The students made strong connections to the new curriculum, Guerrero said. It added to their confidence and improved their grades in other classes. The students and their parents insisted on expanding the program and, within a few years, Pueblo added more teachers: Henry Gamboa, Hank Oyama, Elizabeth Gonzalez, Miguel Bernal, Sarita Campos and Sarita Rodriguez.
In 1965, national exposure came to Pueblo and the new curriculum. By then Guerrero had left for the UA, to develop a training program for Spanish-language teachers under another educational pioneer, Renato Rosaldo. The National Education Association, a champion of public education, took a serious interest in Tucson’s “patented program.”

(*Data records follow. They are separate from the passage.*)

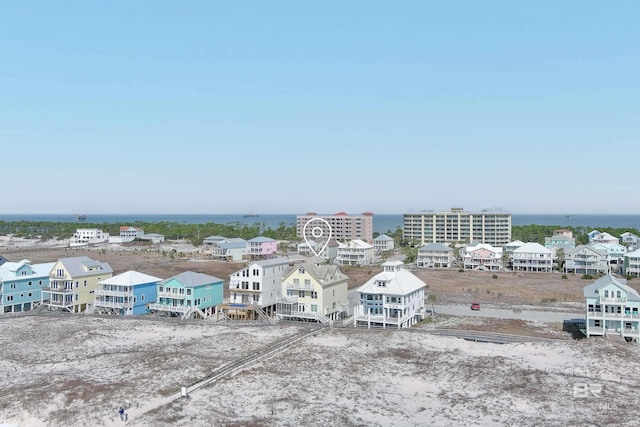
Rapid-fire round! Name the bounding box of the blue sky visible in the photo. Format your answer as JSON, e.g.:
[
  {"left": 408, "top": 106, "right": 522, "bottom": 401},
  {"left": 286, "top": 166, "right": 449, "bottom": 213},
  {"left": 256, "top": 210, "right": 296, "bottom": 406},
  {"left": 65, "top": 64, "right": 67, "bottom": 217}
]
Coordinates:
[{"left": 0, "top": 0, "right": 640, "bottom": 214}]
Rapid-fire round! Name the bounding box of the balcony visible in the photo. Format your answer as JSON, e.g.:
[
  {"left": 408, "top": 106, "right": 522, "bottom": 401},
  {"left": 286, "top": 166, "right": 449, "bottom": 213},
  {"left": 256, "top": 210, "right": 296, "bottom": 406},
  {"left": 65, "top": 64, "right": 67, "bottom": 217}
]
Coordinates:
[
  {"left": 600, "top": 297, "right": 627, "bottom": 304},
  {"left": 149, "top": 302, "right": 191, "bottom": 313},
  {"left": 284, "top": 283, "right": 315, "bottom": 291},
  {"left": 42, "top": 287, "right": 73, "bottom": 295},
  {"left": 158, "top": 291, "right": 191, "bottom": 299},
  {"left": 95, "top": 300, "right": 133, "bottom": 309},
  {"left": 95, "top": 289, "right": 133, "bottom": 298},
  {"left": 48, "top": 300, "right": 73, "bottom": 308}
]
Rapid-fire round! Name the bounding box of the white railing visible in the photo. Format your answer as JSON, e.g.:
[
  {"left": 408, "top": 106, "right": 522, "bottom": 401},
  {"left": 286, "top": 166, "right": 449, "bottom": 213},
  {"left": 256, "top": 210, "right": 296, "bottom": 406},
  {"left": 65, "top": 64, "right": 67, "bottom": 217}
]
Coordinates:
[
  {"left": 284, "top": 283, "right": 314, "bottom": 291},
  {"left": 95, "top": 300, "right": 133, "bottom": 308},
  {"left": 149, "top": 303, "right": 191, "bottom": 313},
  {"left": 158, "top": 291, "right": 190, "bottom": 299},
  {"left": 95, "top": 289, "right": 133, "bottom": 298},
  {"left": 600, "top": 297, "right": 627, "bottom": 304}
]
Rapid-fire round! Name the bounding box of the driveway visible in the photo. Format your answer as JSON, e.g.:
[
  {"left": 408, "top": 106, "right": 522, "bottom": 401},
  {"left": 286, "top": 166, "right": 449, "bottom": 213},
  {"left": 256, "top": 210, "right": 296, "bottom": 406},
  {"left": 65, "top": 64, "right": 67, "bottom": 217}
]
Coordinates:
[{"left": 427, "top": 304, "right": 585, "bottom": 323}]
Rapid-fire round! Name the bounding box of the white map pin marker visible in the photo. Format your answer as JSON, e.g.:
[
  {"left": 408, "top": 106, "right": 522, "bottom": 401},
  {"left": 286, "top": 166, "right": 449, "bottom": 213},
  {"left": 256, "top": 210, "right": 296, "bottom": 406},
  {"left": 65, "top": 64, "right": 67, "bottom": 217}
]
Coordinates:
[{"left": 302, "top": 218, "right": 331, "bottom": 257}]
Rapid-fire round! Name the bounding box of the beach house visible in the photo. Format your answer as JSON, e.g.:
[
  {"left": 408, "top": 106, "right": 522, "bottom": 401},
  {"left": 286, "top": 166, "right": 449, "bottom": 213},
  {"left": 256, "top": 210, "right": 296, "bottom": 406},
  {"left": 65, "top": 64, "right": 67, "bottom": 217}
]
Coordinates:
[
  {"left": 334, "top": 239, "right": 375, "bottom": 265},
  {"left": 416, "top": 243, "right": 453, "bottom": 268},
  {"left": 69, "top": 228, "right": 109, "bottom": 246},
  {"left": 148, "top": 271, "right": 223, "bottom": 319},
  {"left": 225, "top": 258, "right": 289, "bottom": 317},
  {"left": 623, "top": 249, "right": 640, "bottom": 277},
  {"left": 620, "top": 231, "right": 640, "bottom": 251},
  {"left": 463, "top": 242, "right": 503, "bottom": 271},
  {"left": 209, "top": 237, "right": 247, "bottom": 261},
  {"left": 564, "top": 245, "right": 609, "bottom": 274},
  {"left": 94, "top": 270, "right": 162, "bottom": 316},
  {"left": 511, "top": 242, "right": 553, "bottom": 273},
  {"left": 584, "top": 274, "right": 640, "bottom": 342},
  {"left": 353, "top": 261, "right": 427, "bottom": 328},
  {"left": 247, "top": 236, "right": 278, "bottom": 259},
  {"left": 0, "top": 259, "right": 55, "bottom": 315},
  {"left": 373, "top": 234, "right": 395, "bottom": 254},
  {"left": 43, "top": 256, "right": 113, "bottom": 313},
  {"left": 276, "top": 260, "right": 348, "bottom": 323}
]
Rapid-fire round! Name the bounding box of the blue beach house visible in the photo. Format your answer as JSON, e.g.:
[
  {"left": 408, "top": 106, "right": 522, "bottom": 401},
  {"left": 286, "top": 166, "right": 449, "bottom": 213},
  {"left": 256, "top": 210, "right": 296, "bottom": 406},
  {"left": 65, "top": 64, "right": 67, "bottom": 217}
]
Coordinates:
[
  {"left": 94, "top": 270, "right": 162, "bottom": 316},
  {"left": 149, "top": 271, "right": 223, "bottom": 319},
  {"left": 0, "top": 259, "right": 55, "bottom": 313}
]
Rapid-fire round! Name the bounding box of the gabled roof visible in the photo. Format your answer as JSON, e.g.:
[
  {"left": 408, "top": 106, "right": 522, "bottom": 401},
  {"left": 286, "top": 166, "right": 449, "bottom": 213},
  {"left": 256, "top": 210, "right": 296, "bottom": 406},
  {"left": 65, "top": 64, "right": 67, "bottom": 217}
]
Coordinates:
[
  {"left": 513, "top": 242, "right": 551, "bottom": 254},
  {"left": 159, "top": 271, "right": 222, "bottom": 288},
  {"left": 58, "top": 256, "right": 113, "bottom": 277},
  {"left": 283, "top": 262, "right": 348, "bottom": 286},
  {"left": 100, "top": 270, "right": 162, "bottom": 286},
  {"left": 465, "top": 243, "right": 502, "bottom": 253},
  {"left": 564, "top": 245, "right": 607, "bottom": 257},
  {"left": 0, "top": 259, "right": 56, "bottom": 280},
  {"left": 247, "top": 257, "right": 289, "bottom": 268},
  {"left": 373, "top": 234, "right": 393, "bottom": 242},
  {"left": 218, "top": 239, "right": 247, "bottom": 249},
  {"left": 418, "top": 243, "right": 453, "bottom": 252},
  {"left": 339, "top": 239, "right": 373, "bottom": 249},
  {"left": 591, "top": 243, "right": 627, "bottom": 250},
  {"left": 624, "top": 248, "right": 640, "bottom": 258},
  {"left": 202, "top": 236, "right": 227, "bottom": 241},
  {"left": 358, "top": 268, "right": 427, "bottom": 295},
  {"left": 248, "top": 236, "right": 275, "bottom": 243},
  {"left": 583, "top": 274, "right": 640, "bottom": 301}
]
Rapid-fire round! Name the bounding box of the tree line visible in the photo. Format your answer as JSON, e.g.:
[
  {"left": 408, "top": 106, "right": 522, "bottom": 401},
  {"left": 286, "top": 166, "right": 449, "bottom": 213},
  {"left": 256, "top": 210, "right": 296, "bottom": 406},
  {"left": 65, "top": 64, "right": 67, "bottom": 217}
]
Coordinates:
[{"left": 0, "top": 221, "right": 296, "bottom": 246}]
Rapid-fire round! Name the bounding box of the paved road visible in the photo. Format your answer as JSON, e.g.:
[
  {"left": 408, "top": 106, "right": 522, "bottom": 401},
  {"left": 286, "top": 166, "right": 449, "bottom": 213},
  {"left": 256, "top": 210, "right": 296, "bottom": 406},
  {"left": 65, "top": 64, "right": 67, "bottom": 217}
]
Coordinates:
[{"left": 427, "top": 305, "right": 584, "bottom": 323}]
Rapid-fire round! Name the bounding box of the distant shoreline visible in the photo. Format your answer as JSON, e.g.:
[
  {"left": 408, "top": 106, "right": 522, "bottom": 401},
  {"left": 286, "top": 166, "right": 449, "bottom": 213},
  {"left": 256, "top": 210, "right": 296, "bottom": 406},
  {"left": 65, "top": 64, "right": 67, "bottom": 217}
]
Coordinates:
[{"left": 0, "top": 213, "right": 640, "bottom": 233}]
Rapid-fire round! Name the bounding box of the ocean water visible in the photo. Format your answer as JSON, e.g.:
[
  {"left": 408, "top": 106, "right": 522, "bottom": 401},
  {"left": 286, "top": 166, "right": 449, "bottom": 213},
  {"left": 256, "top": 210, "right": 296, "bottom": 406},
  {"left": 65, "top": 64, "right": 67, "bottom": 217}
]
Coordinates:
[{"left": 0, "top": 214, "right": 640, "bottom": 233}]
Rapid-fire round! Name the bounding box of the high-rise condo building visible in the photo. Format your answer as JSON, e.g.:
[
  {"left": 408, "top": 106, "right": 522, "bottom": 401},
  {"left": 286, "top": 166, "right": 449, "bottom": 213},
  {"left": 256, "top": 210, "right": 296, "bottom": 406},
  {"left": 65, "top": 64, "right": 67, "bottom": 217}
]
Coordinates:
[
  {"left": 402, "top": 208, "right": 511, "bottom": 246},
  {"left": 296, "top": 212, "right": 373, "bottom": 243}
]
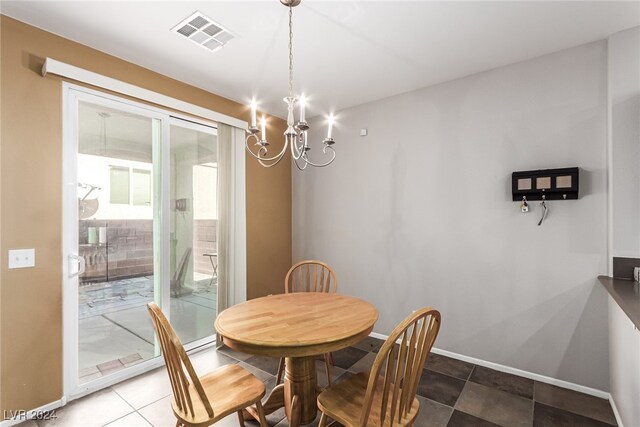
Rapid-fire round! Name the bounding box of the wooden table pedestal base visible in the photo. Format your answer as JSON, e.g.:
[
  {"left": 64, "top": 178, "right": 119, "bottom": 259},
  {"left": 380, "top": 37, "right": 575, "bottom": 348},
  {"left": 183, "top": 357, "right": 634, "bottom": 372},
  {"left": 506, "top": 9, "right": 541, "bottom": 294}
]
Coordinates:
[{"left": 245, "top": 356, "right": 321, "bottom": 427}]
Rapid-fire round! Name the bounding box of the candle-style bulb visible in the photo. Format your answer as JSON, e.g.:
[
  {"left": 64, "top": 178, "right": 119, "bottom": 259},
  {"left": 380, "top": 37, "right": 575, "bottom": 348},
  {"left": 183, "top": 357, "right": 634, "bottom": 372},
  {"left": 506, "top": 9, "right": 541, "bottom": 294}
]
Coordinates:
[
  {"left": 327, "top": 114, "right": 334, "bottom": 139},
  {"left": 300, "top": 95, "right": 307, "bottom": 123},
  {"left": 251, "top": 99, "right": 258, "bottom": 128}
]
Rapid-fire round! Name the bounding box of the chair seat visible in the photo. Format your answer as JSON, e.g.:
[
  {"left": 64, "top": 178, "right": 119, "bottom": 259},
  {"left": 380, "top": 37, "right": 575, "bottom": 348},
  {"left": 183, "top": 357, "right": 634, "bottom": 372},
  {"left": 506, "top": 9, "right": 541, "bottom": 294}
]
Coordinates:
[
  {"left": 171, "top": 365, "right": 265, "bottom": 426},
  {"left": 318, "top": 372, "right": 420, "bottom": 427}
]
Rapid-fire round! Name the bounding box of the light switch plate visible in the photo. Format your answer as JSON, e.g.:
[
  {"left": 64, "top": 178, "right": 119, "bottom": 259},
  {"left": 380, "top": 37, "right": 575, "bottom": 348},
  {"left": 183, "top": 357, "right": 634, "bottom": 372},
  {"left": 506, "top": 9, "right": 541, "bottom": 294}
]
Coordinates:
[{"left": 9, "top": 249, "right": 36, "bottom": 269}]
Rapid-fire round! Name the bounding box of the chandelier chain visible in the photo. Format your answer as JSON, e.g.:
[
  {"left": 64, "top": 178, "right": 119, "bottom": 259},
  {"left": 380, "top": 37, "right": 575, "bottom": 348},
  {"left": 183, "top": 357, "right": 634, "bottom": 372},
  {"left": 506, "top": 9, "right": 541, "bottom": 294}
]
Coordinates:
[
  {"left": 244, "top": 0, "right": 336, "bottom": 170},
  {"left": 289, "top": 5, "right": 293, "bottom": 98}
]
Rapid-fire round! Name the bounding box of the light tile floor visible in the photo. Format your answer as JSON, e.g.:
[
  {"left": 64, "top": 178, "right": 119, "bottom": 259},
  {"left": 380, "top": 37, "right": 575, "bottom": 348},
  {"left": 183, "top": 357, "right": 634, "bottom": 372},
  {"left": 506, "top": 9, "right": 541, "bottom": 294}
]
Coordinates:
[{"left": 15, "top": 338, "right": 616, "bottom": 427}]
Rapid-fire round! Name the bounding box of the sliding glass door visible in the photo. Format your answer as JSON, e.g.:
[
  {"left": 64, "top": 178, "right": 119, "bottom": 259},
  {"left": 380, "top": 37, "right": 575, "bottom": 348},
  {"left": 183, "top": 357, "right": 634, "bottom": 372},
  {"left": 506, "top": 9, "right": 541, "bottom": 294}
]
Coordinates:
[
  {"left": 169, "top": 119, "right": 218, "bottom": 342},
  {"left": 63, "top": 90, "right": 218, "bottom": 395}
]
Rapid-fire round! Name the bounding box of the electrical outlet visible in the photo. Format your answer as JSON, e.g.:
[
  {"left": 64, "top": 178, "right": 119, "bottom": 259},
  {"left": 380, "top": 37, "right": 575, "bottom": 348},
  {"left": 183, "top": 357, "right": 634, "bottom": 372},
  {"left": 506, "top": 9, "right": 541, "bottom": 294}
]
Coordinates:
[{"left": 9, "top": 249, "right": 36, "bottom": 268}]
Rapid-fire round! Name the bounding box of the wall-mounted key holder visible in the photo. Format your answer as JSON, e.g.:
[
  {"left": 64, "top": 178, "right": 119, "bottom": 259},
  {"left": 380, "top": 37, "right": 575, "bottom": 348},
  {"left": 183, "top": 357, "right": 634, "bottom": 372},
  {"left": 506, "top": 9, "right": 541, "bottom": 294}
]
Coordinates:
[{"left": 511, "top": 168, "right": 580, "bottom": 202}]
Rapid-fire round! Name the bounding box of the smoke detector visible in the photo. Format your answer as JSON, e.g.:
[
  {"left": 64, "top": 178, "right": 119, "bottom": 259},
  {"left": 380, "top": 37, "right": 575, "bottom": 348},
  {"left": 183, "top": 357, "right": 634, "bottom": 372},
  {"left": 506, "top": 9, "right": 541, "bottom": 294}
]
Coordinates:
[{"left": 171, "top": 12, "right": 235, "bottom": 52}]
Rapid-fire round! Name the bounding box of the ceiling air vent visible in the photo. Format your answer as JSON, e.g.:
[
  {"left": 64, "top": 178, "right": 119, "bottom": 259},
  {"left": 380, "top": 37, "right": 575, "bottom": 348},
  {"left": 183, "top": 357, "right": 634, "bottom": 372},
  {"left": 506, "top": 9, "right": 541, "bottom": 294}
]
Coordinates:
[{"left": 171, "top": 12, "right": 235, "bottom": 52}]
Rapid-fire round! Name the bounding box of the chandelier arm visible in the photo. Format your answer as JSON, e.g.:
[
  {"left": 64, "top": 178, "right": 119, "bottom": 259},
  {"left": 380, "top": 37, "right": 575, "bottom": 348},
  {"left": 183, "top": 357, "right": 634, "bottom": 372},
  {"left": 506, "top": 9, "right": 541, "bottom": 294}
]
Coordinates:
[
  {"left": 293, "top": 158, "right": 308, "bottom": 171},
  {"left": 302, "top": 145, "right": 336, "bottom": 168},
  {"left": 245, "top": 0, "right": 336, "bottom": 170},
  {"left": 291, "top": 132, "right": 305, "bottom": 160},
  {"left": 258, "top": 147, "right": 284, "bottom": 168},
  {"left": 245, "top": 134, "right": 287, "bottom": 167}
]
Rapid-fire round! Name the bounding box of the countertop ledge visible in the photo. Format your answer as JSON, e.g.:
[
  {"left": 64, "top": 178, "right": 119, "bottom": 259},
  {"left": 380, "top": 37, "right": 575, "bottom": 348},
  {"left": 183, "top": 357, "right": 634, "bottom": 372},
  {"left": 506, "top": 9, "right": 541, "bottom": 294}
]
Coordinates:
[{"left": 598, "top": 276, "right": 640, "bottom": 330}]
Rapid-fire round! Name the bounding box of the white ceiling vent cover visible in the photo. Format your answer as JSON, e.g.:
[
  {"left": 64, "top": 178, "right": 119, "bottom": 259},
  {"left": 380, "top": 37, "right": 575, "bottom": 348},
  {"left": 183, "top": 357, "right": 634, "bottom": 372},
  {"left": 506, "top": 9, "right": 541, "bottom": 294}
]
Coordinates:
[{"left": 171, "top": 12, "right": 235, "bottom": 52}]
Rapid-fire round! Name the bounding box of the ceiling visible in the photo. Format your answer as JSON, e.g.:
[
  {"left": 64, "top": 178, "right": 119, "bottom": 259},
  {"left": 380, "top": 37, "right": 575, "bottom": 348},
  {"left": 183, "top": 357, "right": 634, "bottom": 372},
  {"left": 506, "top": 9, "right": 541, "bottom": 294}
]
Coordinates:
[{"left": 0, "top": 0, "right": 640, "bottom": 117}]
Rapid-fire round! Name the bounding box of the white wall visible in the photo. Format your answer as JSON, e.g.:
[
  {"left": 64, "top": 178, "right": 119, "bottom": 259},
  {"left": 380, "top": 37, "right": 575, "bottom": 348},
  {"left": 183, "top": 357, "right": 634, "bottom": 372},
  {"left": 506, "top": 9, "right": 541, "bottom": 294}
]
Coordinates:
[
  {"left": 608, "top": 27, "right": 640, "bottom": 258},
  {"left": 608, "top": 27, "right": 640, "bottom": 426},
  {"left": 293, "top": 42, "right": 609, "bottom": 390}
]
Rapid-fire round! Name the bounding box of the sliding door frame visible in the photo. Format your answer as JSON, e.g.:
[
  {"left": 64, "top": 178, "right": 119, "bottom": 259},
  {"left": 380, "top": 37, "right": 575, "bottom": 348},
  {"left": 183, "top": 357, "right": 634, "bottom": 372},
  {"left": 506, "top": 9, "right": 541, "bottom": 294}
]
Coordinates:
[{"left": 61, "top": 82, "right": 246, "bottom": 402}]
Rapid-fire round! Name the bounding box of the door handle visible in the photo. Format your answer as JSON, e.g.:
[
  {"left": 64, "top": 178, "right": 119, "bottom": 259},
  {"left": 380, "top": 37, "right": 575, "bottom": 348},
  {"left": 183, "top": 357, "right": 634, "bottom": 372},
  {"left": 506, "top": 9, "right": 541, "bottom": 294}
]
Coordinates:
[{"left": 69, "top": 254, "right": 86, "bottom": 277}]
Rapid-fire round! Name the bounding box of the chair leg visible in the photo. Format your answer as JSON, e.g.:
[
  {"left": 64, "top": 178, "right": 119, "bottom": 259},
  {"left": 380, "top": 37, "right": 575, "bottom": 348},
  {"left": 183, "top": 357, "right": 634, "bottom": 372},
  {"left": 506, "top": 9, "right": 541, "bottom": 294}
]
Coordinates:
[
  {"left": 318, "top": 412, "right": 327, "bottom": 427},
  {"left": 324, "top": 353, "right": 331, "bottom": 387},
  {"left": 256, "top": 400, "right": 269, "bottom": 427},
  {"left": 276, "top": 357, "right": 284, "bottom": 385}
]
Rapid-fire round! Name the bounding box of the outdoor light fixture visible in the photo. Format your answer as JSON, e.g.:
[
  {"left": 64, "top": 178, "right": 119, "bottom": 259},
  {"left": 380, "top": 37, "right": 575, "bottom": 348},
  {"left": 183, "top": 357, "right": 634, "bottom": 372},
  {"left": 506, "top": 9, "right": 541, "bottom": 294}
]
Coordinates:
[{"left": 245, "top": 0, "right": 336, "bottom": 170}]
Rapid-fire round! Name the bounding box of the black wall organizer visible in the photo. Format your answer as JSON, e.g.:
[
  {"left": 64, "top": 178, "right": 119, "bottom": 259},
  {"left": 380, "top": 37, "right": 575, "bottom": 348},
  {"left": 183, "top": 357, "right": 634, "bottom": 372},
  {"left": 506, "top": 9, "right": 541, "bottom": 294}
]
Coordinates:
[{"left": 511, "top": 168, "right": 579, "bottom": 202}]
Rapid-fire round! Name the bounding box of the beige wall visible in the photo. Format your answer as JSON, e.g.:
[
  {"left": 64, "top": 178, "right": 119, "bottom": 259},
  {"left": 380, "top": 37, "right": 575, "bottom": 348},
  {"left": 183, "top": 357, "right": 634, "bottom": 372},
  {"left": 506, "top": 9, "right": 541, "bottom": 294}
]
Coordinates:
[{"left": 0, "top": 16, "right": 291, "bottom": 411}]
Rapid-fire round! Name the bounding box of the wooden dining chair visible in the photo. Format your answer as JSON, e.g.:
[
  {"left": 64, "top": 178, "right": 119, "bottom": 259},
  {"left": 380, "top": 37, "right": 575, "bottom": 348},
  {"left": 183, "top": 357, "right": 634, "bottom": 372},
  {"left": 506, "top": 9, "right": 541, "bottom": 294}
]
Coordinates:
[
  {"left": 276, "top": 260, "right": 338, "bottom": 386},
  {"left": 318, "top": 307, "right": 440, "bottom": 427},
  {"left": 147, "top": 302, "right": 268, "bottom": 427}
]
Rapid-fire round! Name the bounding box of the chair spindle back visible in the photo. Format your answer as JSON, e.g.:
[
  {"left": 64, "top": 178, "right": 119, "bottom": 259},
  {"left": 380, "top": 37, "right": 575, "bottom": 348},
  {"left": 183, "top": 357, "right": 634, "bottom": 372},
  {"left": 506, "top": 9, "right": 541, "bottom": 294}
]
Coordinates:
[
  {"left": 147, "top": 302, "right": 214, "bottom": 417},
  {"left": 284, "top": 260, "right": 338, "bottom": 293},
  {"left": 360, "top": 307, "right": 440, "bottom": 427}
]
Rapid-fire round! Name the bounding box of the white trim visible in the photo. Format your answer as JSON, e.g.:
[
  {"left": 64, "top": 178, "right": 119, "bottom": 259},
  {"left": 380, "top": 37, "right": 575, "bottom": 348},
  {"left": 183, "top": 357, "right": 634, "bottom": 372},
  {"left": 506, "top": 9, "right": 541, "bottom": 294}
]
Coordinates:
[
  {"left": 609, "top": 394, "right": 624, "bottom": 427},
  {"left": 62, "top": 82, "right": 228, "bottom": 400},
  {"left": 42, "top": 58, "right": 248, "bottom": 129},
  {"left": 369, "top": 332, "right": 611, "bottom": 400},
  {"left": 0, "top": 397, "right": 67, "bottom": 427},
  {"left": 230, "top": 125, "right": 247, "bottom": 304},
  {"left": 605, "top": 37, "right": 614, "bottom": 276}
]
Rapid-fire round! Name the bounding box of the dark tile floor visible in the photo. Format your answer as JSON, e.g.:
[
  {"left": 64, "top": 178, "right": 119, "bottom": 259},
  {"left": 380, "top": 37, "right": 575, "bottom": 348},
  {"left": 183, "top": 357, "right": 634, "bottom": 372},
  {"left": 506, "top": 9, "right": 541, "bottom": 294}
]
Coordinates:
[{"left": 220, "top": 337, "right": 616, "bottom": 427}]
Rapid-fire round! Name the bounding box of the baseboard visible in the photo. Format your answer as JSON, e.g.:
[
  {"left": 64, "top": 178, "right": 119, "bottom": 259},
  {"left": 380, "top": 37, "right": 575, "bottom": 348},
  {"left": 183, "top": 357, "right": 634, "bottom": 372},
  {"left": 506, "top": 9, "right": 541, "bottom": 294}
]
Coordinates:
[
  {"left": 0, "top": 397, "right": 67, "bottom": 427},
  {"left": 609, "top": 395, "right": 624, "bottom": 427},
  {"left": 369, "top": 332, "right": 618, "bottom": 402}
]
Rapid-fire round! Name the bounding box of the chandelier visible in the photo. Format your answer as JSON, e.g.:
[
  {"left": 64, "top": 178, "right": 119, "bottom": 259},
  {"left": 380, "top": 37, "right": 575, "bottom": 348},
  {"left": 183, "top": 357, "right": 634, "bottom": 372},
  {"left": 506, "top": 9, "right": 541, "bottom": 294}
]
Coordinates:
[{"left": 245, "top": 0, "right": 336, "bottom": 170}]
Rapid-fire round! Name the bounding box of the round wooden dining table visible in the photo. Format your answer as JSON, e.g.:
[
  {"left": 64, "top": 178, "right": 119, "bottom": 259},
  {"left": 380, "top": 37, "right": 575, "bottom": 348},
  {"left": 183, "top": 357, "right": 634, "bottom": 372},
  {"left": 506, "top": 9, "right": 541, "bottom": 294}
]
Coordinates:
[{"left": 215, "top": 292, "right": 378, "bottom": 427}]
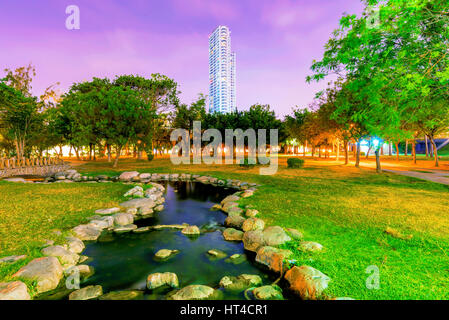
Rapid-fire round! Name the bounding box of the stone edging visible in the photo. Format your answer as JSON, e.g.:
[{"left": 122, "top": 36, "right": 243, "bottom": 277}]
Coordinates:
[{"left": 0, "top": 170, "right": 348, "bottom": 300}]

The NEA commissioned a national study of efforts elsewhere to provide quality education to English-language learners. A Tucson team fanned across the Southwest. The members were Guerrero, Oyama, Rosita Cota, Martina Garcia Duran-Cerda, Paul Streiff and Maria Urquides, dean of girls at Pueblo and a nationally recognized educator.
The group’s 1966 survey resulted in the seminal report, “The Invisible Minority.” It came in the midst of national social tumult, emergence of minority rights and the Vietnam War. The winds of change were sweeping the country.
In the fall of that year, the NEA held a national symposium on bilingual education. Guerrero said the UA’s Liberal Arts and Education colleges had no interest in hosting the summit, so educational experts, elected officials and community leaders gathered at the old downtown Pioneer Hotel.
Subsequently, Texas Senator Ralph Yarborough, who attended the Tucson symposium, and Texas Representative Henry B. Gonzalez, introduced the seminal legislation. National hearings were held to seek expert testimonies and evidence in support of bilingual education.
And Guerrero ended up addressing the committee in Spanish.